It's in Japanese, but features a lot of new footage. Don't watch if you don't want anything spoiled!
Interesting... their version of the title is literally "Remi's Good-Tasting Restaurant". ;)
Interesting that there appears to be a little bit of 2D animation of the chef, Auguste Gusteau,in the book , when he's talking to Rémy.Whether or not this was done with "traditional hand-drawn" animation or some sort of toonshading in a CG program remains to be seen. The little bit I could see in the trailer looked nice.It would be sort of cool if it turns out that those scenes in the book were done as traditional, hand-drawn animation (even if it was "traditionally hand-drawn" on a Cintiq !) . Goodness knows Pixar has many traditional animation artists in their ranks who could do those scenes .
Hey Dave,It looks like to me that all the traditional hand drawn animation stuff from the art of book mainly was for thumbnails and figuring out poses. It seems that Brad Bird really pushes the 2D style of filmmaking even in 3D, and I think that really comes through in the final animation with clear poses, strong action lines, etc. I guess the preparation is the same no matter what medium you're doing the final animation in! Drawing I guess is still the most direct way to visualize a scene!

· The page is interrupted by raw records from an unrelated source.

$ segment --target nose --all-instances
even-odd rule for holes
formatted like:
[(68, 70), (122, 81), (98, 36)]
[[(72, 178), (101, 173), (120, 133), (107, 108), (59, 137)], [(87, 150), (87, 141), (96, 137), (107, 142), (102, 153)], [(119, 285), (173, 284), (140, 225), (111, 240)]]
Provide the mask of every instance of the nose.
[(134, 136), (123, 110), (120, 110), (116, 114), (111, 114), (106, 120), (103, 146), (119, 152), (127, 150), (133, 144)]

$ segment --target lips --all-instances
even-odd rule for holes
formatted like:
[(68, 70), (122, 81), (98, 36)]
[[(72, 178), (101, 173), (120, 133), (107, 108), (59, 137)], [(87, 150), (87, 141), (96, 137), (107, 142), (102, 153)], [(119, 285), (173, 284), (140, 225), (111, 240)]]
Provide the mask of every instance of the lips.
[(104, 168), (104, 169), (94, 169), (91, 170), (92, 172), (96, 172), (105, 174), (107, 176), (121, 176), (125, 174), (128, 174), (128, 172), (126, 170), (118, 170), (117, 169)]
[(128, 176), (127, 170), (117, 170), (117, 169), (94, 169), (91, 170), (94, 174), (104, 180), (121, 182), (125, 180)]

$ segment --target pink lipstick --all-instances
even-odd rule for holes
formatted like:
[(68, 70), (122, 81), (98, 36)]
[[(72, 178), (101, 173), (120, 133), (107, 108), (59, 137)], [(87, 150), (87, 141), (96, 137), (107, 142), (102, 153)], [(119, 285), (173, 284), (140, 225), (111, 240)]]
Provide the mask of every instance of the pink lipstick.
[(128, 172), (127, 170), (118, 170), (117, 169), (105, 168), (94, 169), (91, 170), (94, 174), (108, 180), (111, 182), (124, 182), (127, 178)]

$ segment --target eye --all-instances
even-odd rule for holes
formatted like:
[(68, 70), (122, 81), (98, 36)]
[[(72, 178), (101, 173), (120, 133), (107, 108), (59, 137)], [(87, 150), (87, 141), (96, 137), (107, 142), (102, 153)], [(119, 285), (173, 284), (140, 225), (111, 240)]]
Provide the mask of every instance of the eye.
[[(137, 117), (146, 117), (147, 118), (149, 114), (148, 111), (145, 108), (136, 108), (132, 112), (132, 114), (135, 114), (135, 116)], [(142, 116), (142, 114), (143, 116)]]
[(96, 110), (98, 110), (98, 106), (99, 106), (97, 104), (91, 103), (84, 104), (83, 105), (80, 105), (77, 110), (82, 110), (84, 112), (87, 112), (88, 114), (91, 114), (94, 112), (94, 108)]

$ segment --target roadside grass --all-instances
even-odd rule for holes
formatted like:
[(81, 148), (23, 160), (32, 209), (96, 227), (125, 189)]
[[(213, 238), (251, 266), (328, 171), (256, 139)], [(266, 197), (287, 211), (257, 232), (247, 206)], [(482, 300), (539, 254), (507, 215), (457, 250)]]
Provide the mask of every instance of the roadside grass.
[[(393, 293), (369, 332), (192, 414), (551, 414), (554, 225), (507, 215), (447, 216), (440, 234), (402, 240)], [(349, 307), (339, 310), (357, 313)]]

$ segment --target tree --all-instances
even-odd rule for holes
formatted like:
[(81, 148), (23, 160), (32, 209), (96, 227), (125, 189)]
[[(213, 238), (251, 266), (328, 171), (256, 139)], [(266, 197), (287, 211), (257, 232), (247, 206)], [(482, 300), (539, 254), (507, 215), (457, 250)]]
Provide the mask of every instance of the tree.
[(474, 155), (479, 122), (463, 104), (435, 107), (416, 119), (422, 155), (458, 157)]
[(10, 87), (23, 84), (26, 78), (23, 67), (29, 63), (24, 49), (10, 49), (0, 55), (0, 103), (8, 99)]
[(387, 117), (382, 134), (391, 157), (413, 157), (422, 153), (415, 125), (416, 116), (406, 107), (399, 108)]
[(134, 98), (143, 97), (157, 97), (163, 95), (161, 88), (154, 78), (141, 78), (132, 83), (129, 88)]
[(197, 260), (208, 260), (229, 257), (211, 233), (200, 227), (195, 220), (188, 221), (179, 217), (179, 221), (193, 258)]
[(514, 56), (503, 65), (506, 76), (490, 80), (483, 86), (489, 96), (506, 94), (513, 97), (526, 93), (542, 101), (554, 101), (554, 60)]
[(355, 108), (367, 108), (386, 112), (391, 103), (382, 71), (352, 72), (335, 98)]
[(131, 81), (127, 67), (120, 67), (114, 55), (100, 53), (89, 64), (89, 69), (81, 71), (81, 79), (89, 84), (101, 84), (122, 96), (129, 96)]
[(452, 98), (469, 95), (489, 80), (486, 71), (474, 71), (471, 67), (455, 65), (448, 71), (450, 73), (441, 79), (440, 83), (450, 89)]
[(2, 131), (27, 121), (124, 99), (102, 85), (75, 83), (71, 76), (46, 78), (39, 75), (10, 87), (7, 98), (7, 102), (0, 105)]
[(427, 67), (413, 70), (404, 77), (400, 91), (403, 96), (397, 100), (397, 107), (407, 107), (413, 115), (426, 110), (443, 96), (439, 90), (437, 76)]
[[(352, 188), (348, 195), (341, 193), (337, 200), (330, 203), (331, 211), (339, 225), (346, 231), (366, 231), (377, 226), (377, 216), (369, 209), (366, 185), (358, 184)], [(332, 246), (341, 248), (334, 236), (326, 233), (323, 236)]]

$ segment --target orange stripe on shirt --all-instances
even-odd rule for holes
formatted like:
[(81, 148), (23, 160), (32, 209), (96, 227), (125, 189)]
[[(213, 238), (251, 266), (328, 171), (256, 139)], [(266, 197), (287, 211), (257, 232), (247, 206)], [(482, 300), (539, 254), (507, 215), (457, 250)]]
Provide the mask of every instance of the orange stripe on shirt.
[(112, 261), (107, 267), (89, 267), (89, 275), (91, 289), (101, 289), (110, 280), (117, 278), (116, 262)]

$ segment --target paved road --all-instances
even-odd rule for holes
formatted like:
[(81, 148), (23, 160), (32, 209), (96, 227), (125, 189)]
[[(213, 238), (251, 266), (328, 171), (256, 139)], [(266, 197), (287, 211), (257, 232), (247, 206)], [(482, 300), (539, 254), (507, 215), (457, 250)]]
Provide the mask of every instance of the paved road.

Oh, definitely, Alan. Brad has brought a hand-drawn sensibility to these movies along with his key animators like Tony Fucile. There are some other fantastic traditionally trained animators there like Jean-Claude Tran and Bolhem Bouchiba, Dan Jeup, Sarah and Jay Boose, Ian White , Don Crum, just to name a few... The "Art-Of" book looks fantastic. Another must have . However, I was interested in those little clips in the Japanese trailer that showed a "2D" Auguste Gusteau talking to CG Rémy . I hope there's a lot more of that stuff in the movie than is shown in the trailer.
Ah.Sorry Dave, I didn't catch exactly what it was you were talking about, haha!If I had to bet the method for the Gusteau in the book, I would guess it was 3d with a toon shader. The inbetweens feel incredibly smooth and the line quality smells a little of a toon shaded line to me. I could be completely wrong though!I guess it would be pretty easy for them to apply a toon shader to the actual Gusteau model to have something like this happen.
"If I had to bet the method for the Gusteau in the book, I would guess it was 3d with a toon shade."You know, I bet you're right about that , Alan.As much as I'd like to think maybe they put a little bit of traditional animation in there , now that I think about it it's probably toon-shaded CG which would be easier to integrate with the other CG elements in the scene. It's still a nice touch.I read a comment from someone on another forum that it reminded them of Maurice Sendak's "In the Night Kitchen" drawings and I agree. It looks like a little homage to Sendak.